Chiarimenti sulle modalità di esecuzione delle revisioni dei trattori agricoli a ruote di tipo veloce

Guida alla circolazione

di Stefano MANINA

Con la Circolare nr 6344 del 03/03/2026 la Direzione generale per la motorizzazione del MIT ha fornito ulteriori utili chiarimenti interpretativi e operativi relativi al Decreto Dirigenziale n. 494 del 25/11/2025 – Linee Guida per la Revisione dei trattori agricoli a ruote di tipo veloce delle categorie T1b, T2b, T3b, T4b e T5.

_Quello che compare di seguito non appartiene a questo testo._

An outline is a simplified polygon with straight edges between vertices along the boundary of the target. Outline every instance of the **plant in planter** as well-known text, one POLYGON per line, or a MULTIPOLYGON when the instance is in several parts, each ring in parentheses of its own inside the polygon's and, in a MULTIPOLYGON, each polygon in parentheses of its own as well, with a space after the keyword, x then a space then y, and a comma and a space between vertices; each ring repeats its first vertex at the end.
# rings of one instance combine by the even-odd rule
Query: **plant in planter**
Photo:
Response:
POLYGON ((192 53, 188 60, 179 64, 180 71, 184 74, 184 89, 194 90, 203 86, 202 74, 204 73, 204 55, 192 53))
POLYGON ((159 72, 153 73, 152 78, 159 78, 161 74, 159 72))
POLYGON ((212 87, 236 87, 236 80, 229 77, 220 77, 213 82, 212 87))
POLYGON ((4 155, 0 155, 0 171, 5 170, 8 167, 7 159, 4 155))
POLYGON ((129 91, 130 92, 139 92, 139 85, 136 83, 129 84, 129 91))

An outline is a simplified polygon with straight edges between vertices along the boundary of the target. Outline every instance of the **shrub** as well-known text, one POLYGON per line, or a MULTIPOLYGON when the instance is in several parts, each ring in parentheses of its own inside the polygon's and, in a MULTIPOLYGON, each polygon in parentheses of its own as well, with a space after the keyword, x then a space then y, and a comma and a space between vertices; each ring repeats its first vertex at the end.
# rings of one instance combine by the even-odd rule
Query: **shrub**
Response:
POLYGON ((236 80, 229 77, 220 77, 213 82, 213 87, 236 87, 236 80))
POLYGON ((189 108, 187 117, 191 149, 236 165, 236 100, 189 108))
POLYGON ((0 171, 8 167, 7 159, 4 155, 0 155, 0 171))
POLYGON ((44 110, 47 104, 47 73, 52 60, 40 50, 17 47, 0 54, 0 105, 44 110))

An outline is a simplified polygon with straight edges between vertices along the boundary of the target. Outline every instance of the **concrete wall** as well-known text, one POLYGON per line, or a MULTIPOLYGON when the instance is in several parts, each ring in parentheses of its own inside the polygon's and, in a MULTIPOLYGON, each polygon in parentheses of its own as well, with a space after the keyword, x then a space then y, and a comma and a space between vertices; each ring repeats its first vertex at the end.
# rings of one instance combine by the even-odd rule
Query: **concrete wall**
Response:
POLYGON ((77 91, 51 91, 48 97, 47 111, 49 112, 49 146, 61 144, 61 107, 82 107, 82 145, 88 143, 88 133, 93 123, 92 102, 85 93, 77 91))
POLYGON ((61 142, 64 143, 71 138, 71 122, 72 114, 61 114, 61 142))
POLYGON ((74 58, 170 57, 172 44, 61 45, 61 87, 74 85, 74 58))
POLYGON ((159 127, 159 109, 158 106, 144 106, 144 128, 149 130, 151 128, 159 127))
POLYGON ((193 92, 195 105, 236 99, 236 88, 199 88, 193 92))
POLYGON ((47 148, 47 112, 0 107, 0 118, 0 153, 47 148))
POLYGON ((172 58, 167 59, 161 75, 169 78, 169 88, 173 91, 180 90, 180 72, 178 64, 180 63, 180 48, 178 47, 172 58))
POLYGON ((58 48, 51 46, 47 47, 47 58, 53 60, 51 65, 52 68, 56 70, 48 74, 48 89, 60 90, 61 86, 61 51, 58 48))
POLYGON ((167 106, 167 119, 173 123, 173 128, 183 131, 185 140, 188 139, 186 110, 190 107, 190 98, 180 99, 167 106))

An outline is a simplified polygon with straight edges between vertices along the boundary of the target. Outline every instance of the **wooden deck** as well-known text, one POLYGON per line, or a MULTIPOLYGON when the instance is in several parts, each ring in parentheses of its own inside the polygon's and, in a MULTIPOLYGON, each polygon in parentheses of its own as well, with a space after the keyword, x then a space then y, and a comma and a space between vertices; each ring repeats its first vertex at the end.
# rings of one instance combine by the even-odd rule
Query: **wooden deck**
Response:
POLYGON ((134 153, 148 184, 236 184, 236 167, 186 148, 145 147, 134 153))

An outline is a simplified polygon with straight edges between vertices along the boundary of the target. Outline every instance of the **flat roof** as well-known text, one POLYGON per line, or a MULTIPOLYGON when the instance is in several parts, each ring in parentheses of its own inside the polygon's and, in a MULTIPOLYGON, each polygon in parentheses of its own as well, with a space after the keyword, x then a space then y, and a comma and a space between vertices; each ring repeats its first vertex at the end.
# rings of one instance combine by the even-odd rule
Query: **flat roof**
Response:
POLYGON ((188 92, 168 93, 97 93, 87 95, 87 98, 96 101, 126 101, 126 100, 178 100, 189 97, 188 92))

Tale provvedimento che già la nostra redazione aveva commentato,

muovendosi nella direzione di una piena armonizzazione con il regolamento (UE) 167/2013, già recepito nel sistema italiano ma mai tradotto in linee guida operative omogenee ha finalmente introdotto un quadro operativo chiaro per l’esecuzione dei controlli tecnici sui trattori agricoli a ruote di tipo veloce (categorie T1b, T2b, T3b, T4b e T5) con velocità massima di progetto superiore a 40 km/h, colmando un vuoto applicativo che, nonostante l’impianto normativo del D.M. 214/2017, aveva reso complessa l’attività di revisione di questa particolare tipologia di veicoli.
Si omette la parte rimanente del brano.